Michigan State is freezing salaries for top administrative and leadership roles and raising faculty salaries by 1.5 percent instead of the typical 2.5 percent. Engler also is counting on payments from insurance companies.

Tuition will be higher for most students in fall, but Engler says the new revenue won't help cover the Nassar settlement.

The university previously said $425 million of the settlement will be paid to 332 current claimants and $75 million will be set aside in a trust fund to protect any future claimants alleging sexual abuse by Nassar.

[How $500 Million Settlement Will Be Paid To Victims Of Larry Nassar]

Some 150 of Nassar's victims have joined a public crusade to force Engler out of the interim job. The former Michigan governor apologized Thursday for his April email exchange suggesting gymnast Rachael Denhollander probably received a "kickback" from her plaintiff's attorney.

"I didn't give it the consideration it warranted," Engler said in a statement. "That was a big mistake. I was wrong. I apologize."

Trustee board chairman Brian Breslin called Engler's apology "appropriate and appreciated by a majority of the board." One of the two trustees who turned on Engler, Dianne Byrum, said she is glad he apologized and hopes he learned from it. But Brian Mosallam, the first trustee to demand that Engler step down, said the apology "is too little too late."

Denhollander said she appreciates Engler's gesture but remains convinced he cannot lead the university forward.

"I am disappointed that it took eight days and came on the heels of intense political pressure," she said on Thursday. "The most disturbing thing is that these comments are not isolated. They are a pattern that reveals a mindset toward assault survivors. And words don't change that mindset."

Denhollander said Engler, who did not address her by name in the statement, did not reach out personally to apologize.

When asked in a Thursday interview with The Associated Press why his apology took a week, Engler said he was traveling out of state and "wasn't as focused on it." He said when he returned and realized the reaction, he wanted to make his position clear in an apology.

Engler touted some of the policies the university has implemented to avert future crises like the Nassar one.

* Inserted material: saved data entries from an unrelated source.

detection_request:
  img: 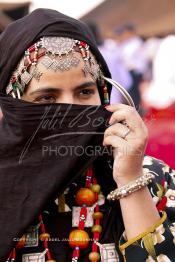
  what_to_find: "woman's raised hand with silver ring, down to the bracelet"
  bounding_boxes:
[103,104,148,186]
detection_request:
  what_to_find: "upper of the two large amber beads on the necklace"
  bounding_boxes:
[75,188,96,206]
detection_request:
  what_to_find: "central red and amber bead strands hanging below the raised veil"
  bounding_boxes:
[69,168,103,262]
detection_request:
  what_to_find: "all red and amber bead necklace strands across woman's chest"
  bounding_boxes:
[6,168,103,262]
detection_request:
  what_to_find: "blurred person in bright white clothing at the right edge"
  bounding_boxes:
[144,35,175,109]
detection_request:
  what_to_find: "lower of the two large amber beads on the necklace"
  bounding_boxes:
[69,229,89,249]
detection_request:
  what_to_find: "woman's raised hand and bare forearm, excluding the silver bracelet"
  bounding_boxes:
[104,104,160,240]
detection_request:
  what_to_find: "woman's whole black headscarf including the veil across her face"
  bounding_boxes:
[0,9,113,261]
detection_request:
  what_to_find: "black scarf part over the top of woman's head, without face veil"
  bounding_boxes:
[0,9,110,92]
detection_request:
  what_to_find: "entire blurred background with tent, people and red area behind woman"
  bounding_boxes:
[0,0,175,168]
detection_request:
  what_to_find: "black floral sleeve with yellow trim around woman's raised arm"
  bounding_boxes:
[120,156,175,262]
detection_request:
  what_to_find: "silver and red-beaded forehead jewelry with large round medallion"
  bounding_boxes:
[6,37,101,98]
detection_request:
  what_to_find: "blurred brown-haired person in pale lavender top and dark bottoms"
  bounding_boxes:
[114,23,147,108]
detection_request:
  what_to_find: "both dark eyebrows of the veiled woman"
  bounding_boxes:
[29,81,97,95]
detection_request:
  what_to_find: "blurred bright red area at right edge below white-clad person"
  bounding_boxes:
[144,105,175,169]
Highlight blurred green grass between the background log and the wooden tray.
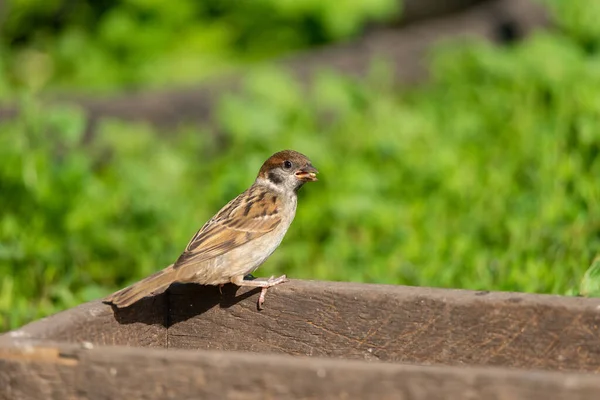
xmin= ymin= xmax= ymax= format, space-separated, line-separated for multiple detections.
xmin=0 ymin=1 xmax=600 ymax=329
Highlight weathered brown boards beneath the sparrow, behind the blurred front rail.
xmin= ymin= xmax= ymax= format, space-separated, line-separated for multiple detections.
xmin=0 ymin=280 xmax=600 ymax=372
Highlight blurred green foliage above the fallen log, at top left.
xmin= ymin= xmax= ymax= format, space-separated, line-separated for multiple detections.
xmin=0 ymin=0 xmax=397 ymax=91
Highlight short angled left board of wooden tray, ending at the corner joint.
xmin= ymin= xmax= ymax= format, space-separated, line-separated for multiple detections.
xmin=0 ymin=297 xmax=168 ymax=347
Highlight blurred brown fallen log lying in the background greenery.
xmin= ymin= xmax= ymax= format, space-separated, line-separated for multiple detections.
xmin=0 ymin=0 xmax=548 ymax=134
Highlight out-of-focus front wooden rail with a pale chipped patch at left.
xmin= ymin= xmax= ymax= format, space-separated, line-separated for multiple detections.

"Could another Larry Nassar ever emerge in Michigan State?" Engler said. "I think the answer quite clearly is no because of the policies that have all been changed."

Engler was tapped in February to temporarily lead the university after the crisis surrounding Nassar, who abused hundreds of girls and women under the guise of medical treatment while employed at Michigan State. Nassar is now serving a decades-long prison sentence for molesting patients and possessing child pornography.

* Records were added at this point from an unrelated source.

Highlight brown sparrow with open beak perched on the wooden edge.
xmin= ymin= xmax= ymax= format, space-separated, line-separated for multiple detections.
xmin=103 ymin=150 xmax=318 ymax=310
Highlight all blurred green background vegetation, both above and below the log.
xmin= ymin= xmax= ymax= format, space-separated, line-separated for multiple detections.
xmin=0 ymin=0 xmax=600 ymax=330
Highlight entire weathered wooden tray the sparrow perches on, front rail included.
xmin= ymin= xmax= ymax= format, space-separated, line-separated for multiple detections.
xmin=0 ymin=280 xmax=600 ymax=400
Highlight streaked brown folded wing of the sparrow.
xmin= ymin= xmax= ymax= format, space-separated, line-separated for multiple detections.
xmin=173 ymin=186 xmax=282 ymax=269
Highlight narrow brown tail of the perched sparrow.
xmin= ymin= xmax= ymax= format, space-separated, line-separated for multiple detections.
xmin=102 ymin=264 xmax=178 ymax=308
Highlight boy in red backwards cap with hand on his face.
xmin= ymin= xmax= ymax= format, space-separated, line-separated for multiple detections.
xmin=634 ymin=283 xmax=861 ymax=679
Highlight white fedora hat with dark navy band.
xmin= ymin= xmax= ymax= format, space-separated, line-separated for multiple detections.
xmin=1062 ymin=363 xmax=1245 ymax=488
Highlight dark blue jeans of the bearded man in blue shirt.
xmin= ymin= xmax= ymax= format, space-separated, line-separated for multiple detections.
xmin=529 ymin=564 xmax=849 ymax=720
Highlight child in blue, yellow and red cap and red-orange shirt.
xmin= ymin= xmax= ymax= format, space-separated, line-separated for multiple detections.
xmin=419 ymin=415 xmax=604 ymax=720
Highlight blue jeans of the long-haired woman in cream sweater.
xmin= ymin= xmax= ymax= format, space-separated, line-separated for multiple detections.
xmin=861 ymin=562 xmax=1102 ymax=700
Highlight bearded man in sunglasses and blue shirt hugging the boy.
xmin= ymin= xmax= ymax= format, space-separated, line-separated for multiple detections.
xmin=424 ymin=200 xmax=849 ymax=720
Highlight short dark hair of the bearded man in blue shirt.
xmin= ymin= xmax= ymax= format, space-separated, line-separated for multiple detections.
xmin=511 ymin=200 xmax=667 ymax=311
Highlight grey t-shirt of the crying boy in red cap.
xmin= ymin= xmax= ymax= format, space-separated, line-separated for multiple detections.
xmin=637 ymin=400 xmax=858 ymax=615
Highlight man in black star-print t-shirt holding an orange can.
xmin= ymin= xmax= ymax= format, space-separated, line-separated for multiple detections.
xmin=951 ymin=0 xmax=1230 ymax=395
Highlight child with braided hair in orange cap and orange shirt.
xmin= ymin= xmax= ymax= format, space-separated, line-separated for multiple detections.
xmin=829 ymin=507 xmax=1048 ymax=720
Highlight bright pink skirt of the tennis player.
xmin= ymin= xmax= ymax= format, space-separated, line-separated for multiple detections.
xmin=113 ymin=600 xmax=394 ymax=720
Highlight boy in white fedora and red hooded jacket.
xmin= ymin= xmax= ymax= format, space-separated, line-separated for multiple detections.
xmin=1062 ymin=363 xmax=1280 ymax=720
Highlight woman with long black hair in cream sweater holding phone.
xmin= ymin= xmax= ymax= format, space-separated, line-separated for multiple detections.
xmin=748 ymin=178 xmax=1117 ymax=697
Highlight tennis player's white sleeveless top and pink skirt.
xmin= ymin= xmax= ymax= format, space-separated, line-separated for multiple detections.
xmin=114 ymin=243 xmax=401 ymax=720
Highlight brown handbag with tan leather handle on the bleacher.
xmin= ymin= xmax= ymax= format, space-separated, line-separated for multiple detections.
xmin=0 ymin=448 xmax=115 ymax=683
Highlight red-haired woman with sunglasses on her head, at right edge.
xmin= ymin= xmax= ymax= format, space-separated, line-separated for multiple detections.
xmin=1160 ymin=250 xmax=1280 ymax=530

However, Engler's presidency has become tangled in further public relations scandals of his own doing. The backlash reached a fever pitch last week, when media reports revealed the emails he sent in April criticizing lawyers for Nassar's sexual assault victims and suggesting that Denhollander, the first woman to go public with her accusations, was probably getting a "kickback" from her attorney.

"The survivors now are being manipulated by trial lawyers who in the end will each get millions of dollars more than any of individual survivors with the exception of Denhollander who is likely to get kickback from Manley," Engler said, misspelling attorney John Manly's name.

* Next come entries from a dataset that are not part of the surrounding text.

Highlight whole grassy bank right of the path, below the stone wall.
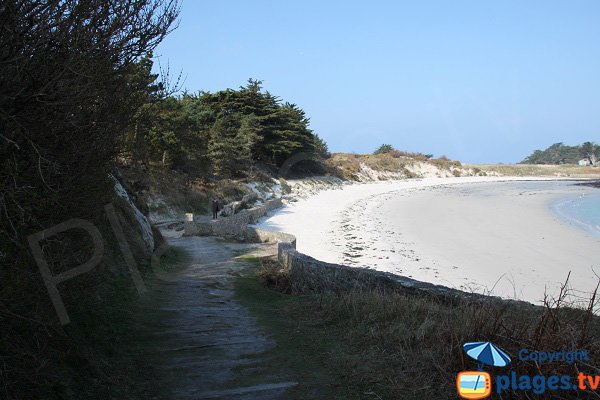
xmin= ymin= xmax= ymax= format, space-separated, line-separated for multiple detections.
xmin=236 ymin=258 xmax=600 ymax=399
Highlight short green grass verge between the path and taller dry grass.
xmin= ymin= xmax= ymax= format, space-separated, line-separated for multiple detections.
xmin=235 ymin=268 xmax=346 ymax=399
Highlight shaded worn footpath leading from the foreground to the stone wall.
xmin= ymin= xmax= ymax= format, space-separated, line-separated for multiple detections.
xmin=135 ymin=232 xmax=295 ymax=400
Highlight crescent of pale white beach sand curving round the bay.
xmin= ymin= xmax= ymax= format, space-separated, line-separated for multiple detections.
xmin=260 ymin=177 xmax=600 ymax=303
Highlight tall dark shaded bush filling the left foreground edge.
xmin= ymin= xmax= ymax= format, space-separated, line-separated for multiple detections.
xmin=0 ymin=0 xmax=179 ymax=399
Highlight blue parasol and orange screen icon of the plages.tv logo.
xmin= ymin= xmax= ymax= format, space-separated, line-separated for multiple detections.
xmin=456 ymin=342 xmax=510 ymax=399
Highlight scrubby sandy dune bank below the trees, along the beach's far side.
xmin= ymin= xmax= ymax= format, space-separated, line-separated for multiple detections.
xmin=120 ymin=153 xmax=598 ymax=227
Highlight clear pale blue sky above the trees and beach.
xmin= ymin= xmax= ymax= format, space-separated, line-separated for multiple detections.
xmin=154 ymin=0 xmax=600 ymax=163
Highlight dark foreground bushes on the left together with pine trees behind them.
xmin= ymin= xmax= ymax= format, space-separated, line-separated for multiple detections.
xmin=0 ymin=0 xmax=328 ymax=399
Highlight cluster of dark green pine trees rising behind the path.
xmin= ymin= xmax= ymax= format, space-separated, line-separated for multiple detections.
xmin=125 ymin=78 xmax=329 ymax=178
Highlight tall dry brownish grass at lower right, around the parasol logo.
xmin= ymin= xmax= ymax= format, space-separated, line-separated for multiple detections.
xmin=321 ymin=286 xmax=600 ymax=399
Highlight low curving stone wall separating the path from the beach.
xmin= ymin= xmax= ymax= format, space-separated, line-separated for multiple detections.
xmin=185 ymin=199 xmax=490 ymax=300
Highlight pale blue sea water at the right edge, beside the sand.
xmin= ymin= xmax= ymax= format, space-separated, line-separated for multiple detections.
xmin=550 ymin=189 xmax=600 ymax=237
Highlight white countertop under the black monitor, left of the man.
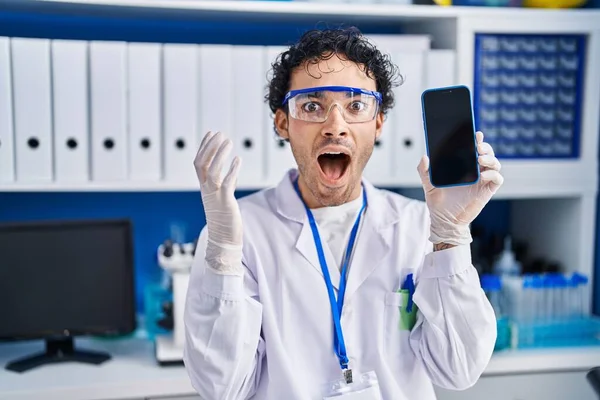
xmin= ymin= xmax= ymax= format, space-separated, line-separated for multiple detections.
xmin=0 ymin=338 xmax=195 ymax=400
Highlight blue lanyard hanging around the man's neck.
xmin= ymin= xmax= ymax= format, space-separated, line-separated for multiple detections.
xmin=294 ymin=179 xmax=367 ymax=383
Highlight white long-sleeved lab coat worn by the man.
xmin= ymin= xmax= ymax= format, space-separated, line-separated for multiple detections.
xmin=184 ymin=170 xmax=496 ymax=400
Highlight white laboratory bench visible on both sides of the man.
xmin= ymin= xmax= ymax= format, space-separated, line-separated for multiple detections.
xmin=0 ymin=337 xmax=600 ymax=400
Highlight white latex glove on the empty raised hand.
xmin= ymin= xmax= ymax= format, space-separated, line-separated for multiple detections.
xmin=194 ymin=132 xmax=243 ymax=274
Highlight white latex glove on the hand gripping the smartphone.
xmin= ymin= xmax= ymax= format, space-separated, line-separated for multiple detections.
xmin=417 ymin=132 xmax=504 ymax=246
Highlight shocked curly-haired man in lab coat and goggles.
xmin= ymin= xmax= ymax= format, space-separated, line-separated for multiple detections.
xmin=184 ymin=29 xmax=503 ymax=400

He was found to have exchanged the emails following allegations at a stormy public meeting that Engler was trying to pay off another Nassar survivor, Kaylee Lorincz, without her lawyer's input. Engler later said he remembered the events differently and that "I am sorry if anything said during the meeting was misunderstood."

In his Thursday statement, Engler said when he started as president in February he never meant to have an adversarial relationship with some of Nassar's victims. He said his speculation about Denhollander "hurt her deeply," and other survivors "suffered greatly."

A grass-roots student group has garnered at least 1,000 signatures in its petition calling for Engler's ouster and is not backing down.